Haha That’s a great point, though!

In our experiments, we used a separate script to create the training data for the backwards language model. I haven’t uploaded that script yet, as I thought it was quite ugly to create separate files. It’d be nicer to simply transform the data once if the backwards parameter is set. Thoughts?

nickl · July 6, 2018, 10:14am

I’m fine with the backwards parameter, but unclear if I should reverse the BOS and FLD annotations in files too? This part:

def get_texts(df, n_lbls=1):
    labels = df.iloc[:,range(n_lbls)].values.astype(np.int64)
    texts = f'\n{BOS} {FLD} 1 ' + df[n_lbls].astype(str)
    for i in range(n_lbls+1, len(df.columns)): texts += f' {FLD} {i-n_lbls} ' + df[i].astype(str)
    texts = texts.apply(fixup).values.astype(str)

    tok = Tokenizer().proc_all_mp(partition_by_cores(texts))
    return tok, list(labels)

I also think I’m missing something - my classifier based on the backwards language model is about 8% worse in accuracy than my forward one. That seems wrong, but I can’t find the problem (and I’ve added the backwards=True parameter to the TextDataset parts.

Just to confirm, the backwards classifier should be roughly as strong as the forward one, right?

sebastianruder · July 6, 2018, 10:45am

So far, we basically kept the FLD annotations fixed so that the model still knows which field it is in and reverse only the text. For context, here’s the script we’ve been using to transform forward ids into backward ids.
Yep, the backwards and the forward model should have roughly similar performance.

import numpy as np
import fire
from create_toks import FLD
import pickle


def _partition_cols(a,idxs):
    i=0
    for idx in idxs:
        yield a[i:i+idx]
        i+=idx
    yield a[i:]


def partition_cols(a,idxs): return list(_partition_cols(a,idxs))

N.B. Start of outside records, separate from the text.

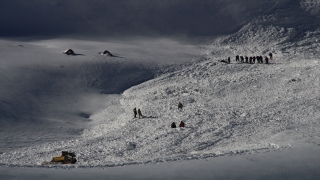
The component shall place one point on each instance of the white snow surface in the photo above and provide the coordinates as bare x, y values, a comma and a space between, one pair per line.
52, 102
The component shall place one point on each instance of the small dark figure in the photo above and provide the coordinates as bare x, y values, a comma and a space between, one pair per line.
107, 52
181, 124
270, 54
180, 106
267, 60
135, 112
69, 52
237, 58
140, 114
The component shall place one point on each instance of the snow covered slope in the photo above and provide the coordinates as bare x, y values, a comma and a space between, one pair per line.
229, 109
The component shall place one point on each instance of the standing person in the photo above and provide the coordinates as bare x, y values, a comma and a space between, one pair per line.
237, 57
181, 124
267, 60
180, 106
270, 54
135, 112
140, 114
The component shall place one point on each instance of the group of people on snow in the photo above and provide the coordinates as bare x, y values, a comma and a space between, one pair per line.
173, 125
251, 59
135, 112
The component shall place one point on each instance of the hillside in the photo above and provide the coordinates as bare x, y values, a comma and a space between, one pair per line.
52, 102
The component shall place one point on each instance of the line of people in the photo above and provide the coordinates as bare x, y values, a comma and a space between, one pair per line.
251, 59
254, 59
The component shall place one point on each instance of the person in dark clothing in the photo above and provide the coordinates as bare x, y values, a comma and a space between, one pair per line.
267, 60
140, 114
270, 54
237, 58
135, 112
181, 124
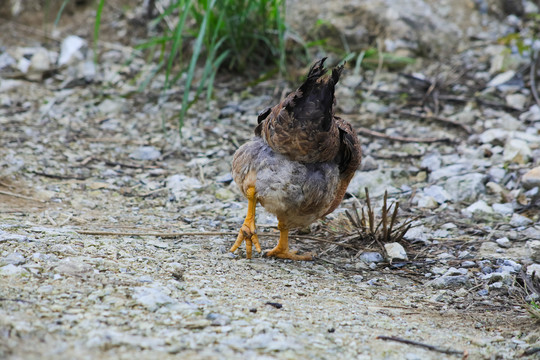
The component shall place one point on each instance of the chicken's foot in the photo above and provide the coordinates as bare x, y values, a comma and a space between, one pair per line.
248, 230
282, 248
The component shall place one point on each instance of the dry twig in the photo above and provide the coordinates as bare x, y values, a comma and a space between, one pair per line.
464, 354
534, 90
372, 133
440, 119
7, 193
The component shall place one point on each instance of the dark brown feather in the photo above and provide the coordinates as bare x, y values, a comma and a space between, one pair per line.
301, 144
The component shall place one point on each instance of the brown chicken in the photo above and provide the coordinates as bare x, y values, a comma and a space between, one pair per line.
299, 163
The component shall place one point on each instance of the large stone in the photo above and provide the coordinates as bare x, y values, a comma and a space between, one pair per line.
534, 249
531, 178
465, 187
395, 251
432, 27
517, 151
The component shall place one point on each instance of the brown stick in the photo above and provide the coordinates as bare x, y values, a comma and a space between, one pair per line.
533, 77
437, 118
20, 196
203, 233
448, 351
61, 177
373, 133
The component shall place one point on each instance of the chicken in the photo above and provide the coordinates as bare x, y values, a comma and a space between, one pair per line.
299, 163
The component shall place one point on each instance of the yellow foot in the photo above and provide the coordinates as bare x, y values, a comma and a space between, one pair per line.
247, 234
287, 254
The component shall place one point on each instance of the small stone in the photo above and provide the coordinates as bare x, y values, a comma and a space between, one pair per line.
438, 193
454, 271
518, 220
69, 50
531, 178
465, 187
495, 136
14, 259
369, 164
494, 188
516, 101
224, 194
501, 78
427, 202
479, 206
395, 251
6, 236
431, 162
73, 267
533, 271
12, 270
517, 151
218, 319
503, 209
504, 242
508, 265
450, 281
534, 249
151, 297
371, 257
145, 153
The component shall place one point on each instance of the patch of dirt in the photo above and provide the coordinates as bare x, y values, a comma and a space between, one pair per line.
84, 158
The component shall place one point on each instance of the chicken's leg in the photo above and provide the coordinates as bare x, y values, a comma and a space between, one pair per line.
282, 248
248, 231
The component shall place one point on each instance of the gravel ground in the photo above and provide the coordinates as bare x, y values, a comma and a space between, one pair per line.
82, 152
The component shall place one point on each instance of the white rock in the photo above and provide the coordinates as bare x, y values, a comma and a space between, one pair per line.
504, 209
532, 115
15, 258
516, 100
531, 178
520, 220
479, 206
12, 270
39, 63
395, 251
534, 269
180, 184
152, 297
534, 249
517, 151
427, 202
501, 78
503, 242
431, 162
465, 187
418, 233
145, 153
74, 267
69, 50
438, 193
494, 136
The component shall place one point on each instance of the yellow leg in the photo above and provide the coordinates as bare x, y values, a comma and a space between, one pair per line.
282, 248
248, 231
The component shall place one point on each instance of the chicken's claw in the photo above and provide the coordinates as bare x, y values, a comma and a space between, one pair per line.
288, 254
248, 233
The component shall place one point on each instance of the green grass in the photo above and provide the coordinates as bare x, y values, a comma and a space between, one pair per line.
235, 34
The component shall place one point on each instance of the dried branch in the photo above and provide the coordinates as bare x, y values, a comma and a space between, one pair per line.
464, 354
440, 119
7, 193
534, 90
377, 134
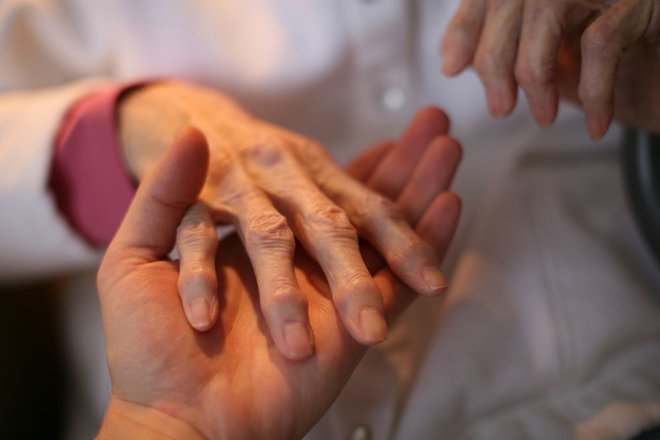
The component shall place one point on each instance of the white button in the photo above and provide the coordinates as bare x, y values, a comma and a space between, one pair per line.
393, 98
361, 432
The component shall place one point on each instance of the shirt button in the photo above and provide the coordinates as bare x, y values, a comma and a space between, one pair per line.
361, 432
393, 98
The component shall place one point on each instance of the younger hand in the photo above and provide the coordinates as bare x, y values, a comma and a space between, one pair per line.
169, 381
278, 189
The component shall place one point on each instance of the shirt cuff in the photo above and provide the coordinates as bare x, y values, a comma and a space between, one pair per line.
89, 178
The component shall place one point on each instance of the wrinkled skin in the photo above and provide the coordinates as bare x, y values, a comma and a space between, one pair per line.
232, 382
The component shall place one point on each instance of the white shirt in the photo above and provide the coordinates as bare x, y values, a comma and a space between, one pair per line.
550, 328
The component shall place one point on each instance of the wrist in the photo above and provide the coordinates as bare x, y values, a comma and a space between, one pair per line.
151, 116
126, 420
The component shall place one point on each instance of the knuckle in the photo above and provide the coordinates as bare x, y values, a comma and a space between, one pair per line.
193, 234
597, 39
286, 296
269, 230
528, 74
329, 219
487, 63
197, 276
378, 208
267, 151
407, 250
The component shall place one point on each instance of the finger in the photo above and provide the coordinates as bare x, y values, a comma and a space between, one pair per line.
326, 234
197, 243
438, 223
432, 175
362, 167
393, 171
383, 225
149, 227
438, 226
270, 245
460, 41
537, 55
496, 55
603, 44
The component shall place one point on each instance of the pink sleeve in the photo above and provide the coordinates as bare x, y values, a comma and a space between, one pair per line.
91, 183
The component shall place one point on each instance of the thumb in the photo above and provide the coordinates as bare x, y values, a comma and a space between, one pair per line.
149, 227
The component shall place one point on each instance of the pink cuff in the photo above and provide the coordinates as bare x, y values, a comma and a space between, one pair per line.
92, 186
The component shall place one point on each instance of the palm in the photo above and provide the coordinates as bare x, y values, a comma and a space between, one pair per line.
232, 382
234, 372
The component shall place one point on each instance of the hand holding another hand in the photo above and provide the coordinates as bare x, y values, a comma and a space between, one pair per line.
231, 382
275, 187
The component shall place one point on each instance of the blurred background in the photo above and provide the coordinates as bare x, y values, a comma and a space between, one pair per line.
33, 380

def reverse_flds(t, fld_id):
    t = np.array(t)
    idxs = np.nonzero(t==fld_id)[0]
    parts = partition_cols(t,idxs)[1:]
    reversed = np.concatenate([np.concatenate([o[:2],o[:1:-1]]) for o in parts[::-1]])
    return reversed


def create_bw_data(prefix, joined=False):
    print(f'prefix {prefix}; joined {joined}')
    PATH=f'data/nlp_clas/{prefix}/'
    joined_id = 'lm_' if joined else ''

    fwd_trn_path = f'{PATH}tmp/trn_{joined_id}ids.npy'
    fwd_val_path = f'{PATH}tmp/val_{joined_id}ids.npy'

    bwd_trn_path = f'{PATH}tmp/trn_{joined_id}ids_bwd.npy'
    bwd_val_path = f'{PATH}tmp/val_{joined_id}ids_bwd.npy'

    fwd_trn = np.load(fwd_trn_path)
    fwd_val = np.load(fwd_val_path)
    itos = pickle.load(open(f'{PATH}tmp/itos.pkl', 'rb'))
    stoi = {s: i for i, s in enumerate(itos)}
    fld_id = stoi[FLD]

    bwd_trn = np.array([reverse_flds(o, fld_id) for o in fwd_trn])
    bwd_val = np.array([reverse_flds(o, fld_id) for o in fwd_val])

    np.save(bwd_trn_path, bwd_trn)
    np.save(bwd_val_path, bwd_val)

if __name__ == '__main__': fire.Fire(create_bw_data)

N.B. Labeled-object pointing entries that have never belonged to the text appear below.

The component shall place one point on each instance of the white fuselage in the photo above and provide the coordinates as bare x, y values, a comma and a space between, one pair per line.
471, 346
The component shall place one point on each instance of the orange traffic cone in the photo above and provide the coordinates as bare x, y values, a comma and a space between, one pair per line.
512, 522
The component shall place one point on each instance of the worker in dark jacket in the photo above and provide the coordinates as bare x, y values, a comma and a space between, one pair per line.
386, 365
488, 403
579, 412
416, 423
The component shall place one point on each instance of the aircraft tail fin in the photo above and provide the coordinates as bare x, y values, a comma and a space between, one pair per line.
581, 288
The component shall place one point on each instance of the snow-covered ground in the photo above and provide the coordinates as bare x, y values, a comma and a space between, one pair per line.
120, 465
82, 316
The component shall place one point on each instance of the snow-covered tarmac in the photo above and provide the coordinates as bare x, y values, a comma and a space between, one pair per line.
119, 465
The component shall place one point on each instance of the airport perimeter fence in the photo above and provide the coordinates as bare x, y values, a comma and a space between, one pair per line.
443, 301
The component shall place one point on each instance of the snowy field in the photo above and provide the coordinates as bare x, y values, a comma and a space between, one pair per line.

CrazyTensor · August 2, 2018, 4:13am

Hi @sebastianruder
Thanks for your paper, I’m working on implementing ULMFit on our Chinese custom service corpus. I succeeded to train forwards model and now i am working on backwards models. When i try out your codes above, I found some problems. Is _partition_cols wrong, and I use the modified version as blew:

def _partition_cols(a,idxs):
  i=0
  for idx in idxs:
      yield a[i:idx]
      i=idx
  yield a[i:]

It works well: 2 is fld_id and (5,6) are fld_seq_id

I have another question about “xbos”. Do we need to add “” and xbos at the head of each backwards rows as we did for forwards model?

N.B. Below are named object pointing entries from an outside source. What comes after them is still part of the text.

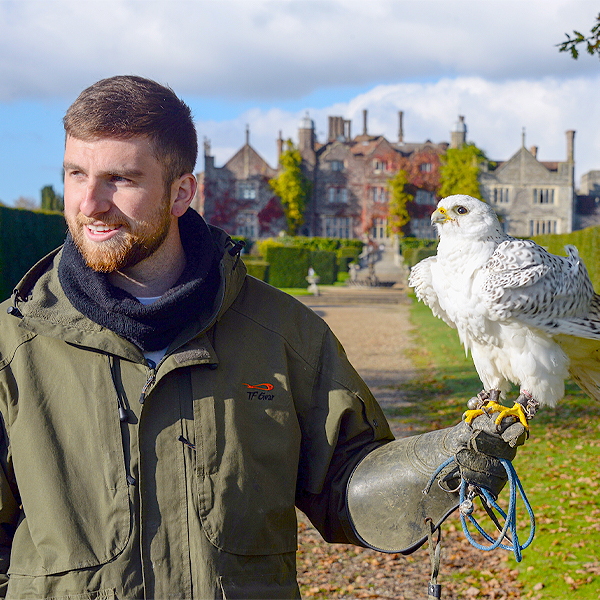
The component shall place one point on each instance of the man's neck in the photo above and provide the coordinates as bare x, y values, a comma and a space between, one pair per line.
156, 274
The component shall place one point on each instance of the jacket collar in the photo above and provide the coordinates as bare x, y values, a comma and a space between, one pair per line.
44, 309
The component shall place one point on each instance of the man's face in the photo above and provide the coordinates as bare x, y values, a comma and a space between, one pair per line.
116, 205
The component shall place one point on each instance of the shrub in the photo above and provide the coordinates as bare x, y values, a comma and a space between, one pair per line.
288, 266
257, 268
25, 237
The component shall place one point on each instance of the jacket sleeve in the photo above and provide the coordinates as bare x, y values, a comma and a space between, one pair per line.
9, 506
341, 423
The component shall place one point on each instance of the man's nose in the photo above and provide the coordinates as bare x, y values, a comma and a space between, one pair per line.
96, 198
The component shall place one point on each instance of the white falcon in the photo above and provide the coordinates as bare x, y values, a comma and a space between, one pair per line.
527, 316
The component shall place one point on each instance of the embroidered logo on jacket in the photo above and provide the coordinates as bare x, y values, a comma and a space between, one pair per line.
257, 392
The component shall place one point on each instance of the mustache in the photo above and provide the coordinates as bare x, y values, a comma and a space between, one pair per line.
110, 220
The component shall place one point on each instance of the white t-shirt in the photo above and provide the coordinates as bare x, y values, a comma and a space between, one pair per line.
156, 355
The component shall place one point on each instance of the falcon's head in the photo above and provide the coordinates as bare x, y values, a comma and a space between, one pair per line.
465, 215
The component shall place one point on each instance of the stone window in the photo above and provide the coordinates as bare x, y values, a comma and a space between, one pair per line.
422, 228
246, 190
541, 227
500, 195
379, 194
247, 224
379, 229
543, 196
336, 194
337, 227
379, 165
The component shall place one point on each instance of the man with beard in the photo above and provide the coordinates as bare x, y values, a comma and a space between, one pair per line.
162, 413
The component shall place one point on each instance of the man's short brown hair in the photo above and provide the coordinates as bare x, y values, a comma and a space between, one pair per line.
127, 106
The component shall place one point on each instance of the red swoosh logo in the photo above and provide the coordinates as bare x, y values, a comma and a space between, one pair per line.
267, 387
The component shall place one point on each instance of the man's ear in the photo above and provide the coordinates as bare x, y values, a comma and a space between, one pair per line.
183, 191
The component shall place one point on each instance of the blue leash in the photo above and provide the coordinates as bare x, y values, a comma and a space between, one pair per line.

CrazyTensor · August 3, 2018, 2:43am

@jeremy could you give some idea about “xbos” in backwards models?

jeremy · August 3, 2018, 4:02am

Yes you probably want xbos in the same spot for backwards. Try it!

CrazyTensor · August 3, 2018, 5:38am

Thx, I am training the backwards LM model and get the similar result as forward model in the first epoch.
Forward
epoch || trn_loss || val_loss || accuracy
0 || 3.919522 || 3.161851 || 0.43043
backward:
epoch || trn_loss || val_loss || accuracy
0 || 3.934117 || 3.171467 || 0.428741

jeremy · August 3, 2018, 4:03pm

The issue with these tokens is really how they impact the classification model, so you should test that too.

CrazyTensor · August 4, 2018, 1:36am

Got it, I will try it out after i get the backward LM model.